Mark Rutte, Primer Ministro holandés ha expresado que la Holanda está demostrando ser una democracia “orgullosa y madura”. Así lo dijo ayer, durante una rueda de prensa en la que trató de explicar por qué los países bajos todavía no habían considerado establecer medidas de confinamiento ante el COVID-19.

Habla de “cierre inteligente”, cuando en realidad todo apunta a que en breve ordenará medidas de confinamiento como han tenido que hacer los franceses o los belgas. La idea de la “inmunidad grupal”, la teoría que consistiría en dejar que la población contraiga el virus y así poco a poco se vaya inmunizando podría no ser la respuesta tampoco para Holanda.

Por el momento ya se ha decidido alargar el cierre de establecimientos públicos, escuelas, gimnasios, museos hasta el 28 de abril. Las tiendas permanecerán abiertas, y en ellas hay que respetar siempre la distancia de seguridad entre los clientes, bajo pena de cierre del establecimiento.

Se ha recomendado a la población que evite salir de viaje en las vacaciones de Pascua, y los alcaldes están autorizados a cerrar los enclaves turísticos si observan mucha afluencia de gente (más de tres personas juntas está ya prohibido).
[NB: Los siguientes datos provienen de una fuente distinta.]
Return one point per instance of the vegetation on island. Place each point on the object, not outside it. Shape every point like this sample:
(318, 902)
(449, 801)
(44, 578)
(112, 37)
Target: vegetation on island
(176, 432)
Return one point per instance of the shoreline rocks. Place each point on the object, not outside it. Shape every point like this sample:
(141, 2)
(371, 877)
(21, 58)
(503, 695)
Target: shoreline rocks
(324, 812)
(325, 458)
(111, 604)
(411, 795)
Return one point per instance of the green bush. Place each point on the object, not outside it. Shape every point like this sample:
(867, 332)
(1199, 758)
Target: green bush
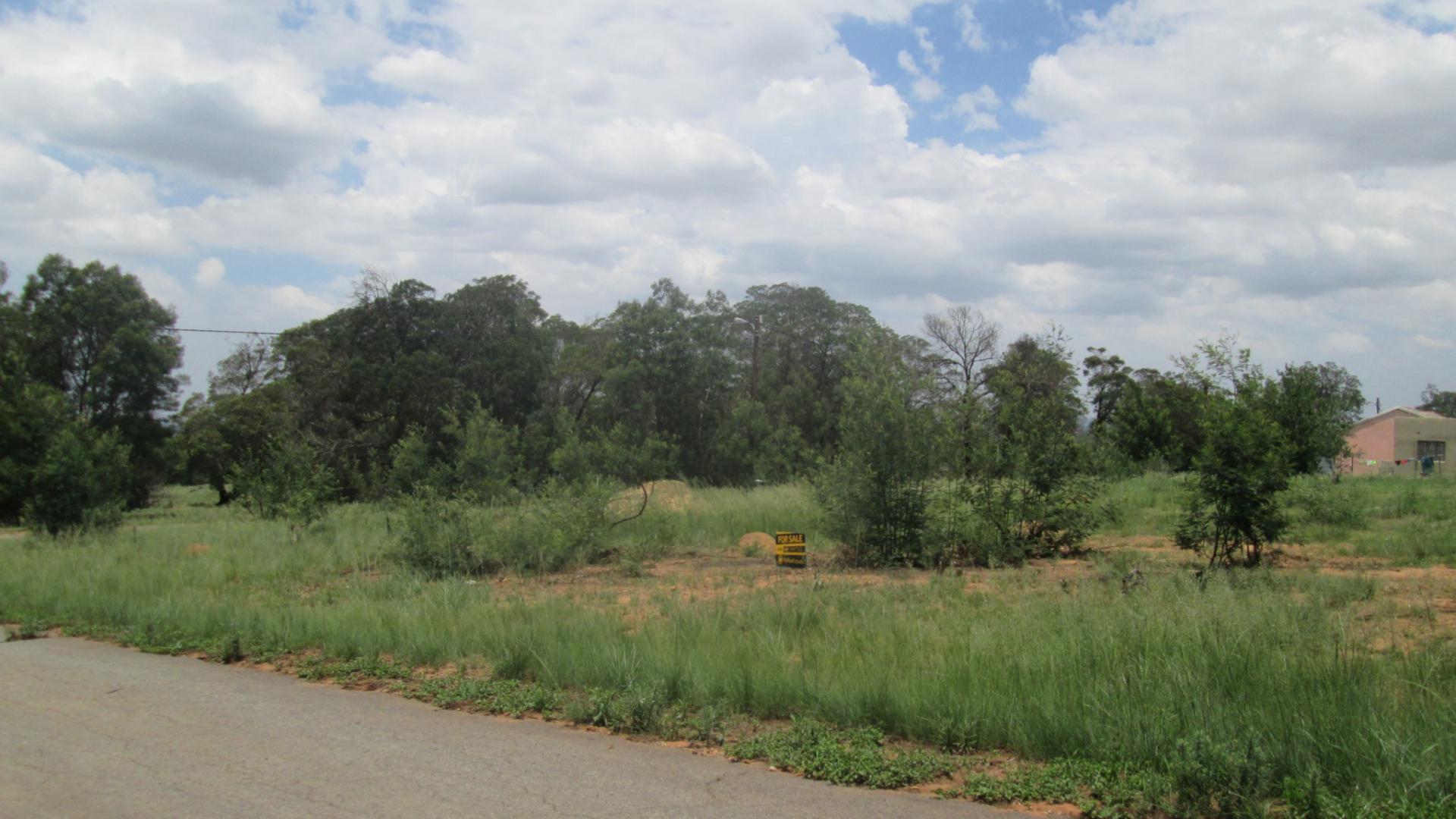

El impacto que están teniendo las medidas en Holanda se evaluará el 21 de abril.

El Primer Ministro, en una sesión especial sobre el COVID-19 celebrada hoy en el Parlamento de Países Bajos, ha señalado que “se necesita un fondo multimillonario para ayudar a los países de la UE en la crisis del COVID-19.” Rutte ha presentado ante la Comisión Europea la propuesta de crear “el fondo Corona”, respondiendo así a las críticas que le han hecho desde el sur de Europa por su falta de solidaridad ante sus primeras declaraciones. Ha reconocido que sus declaraciones no fueron acertadas.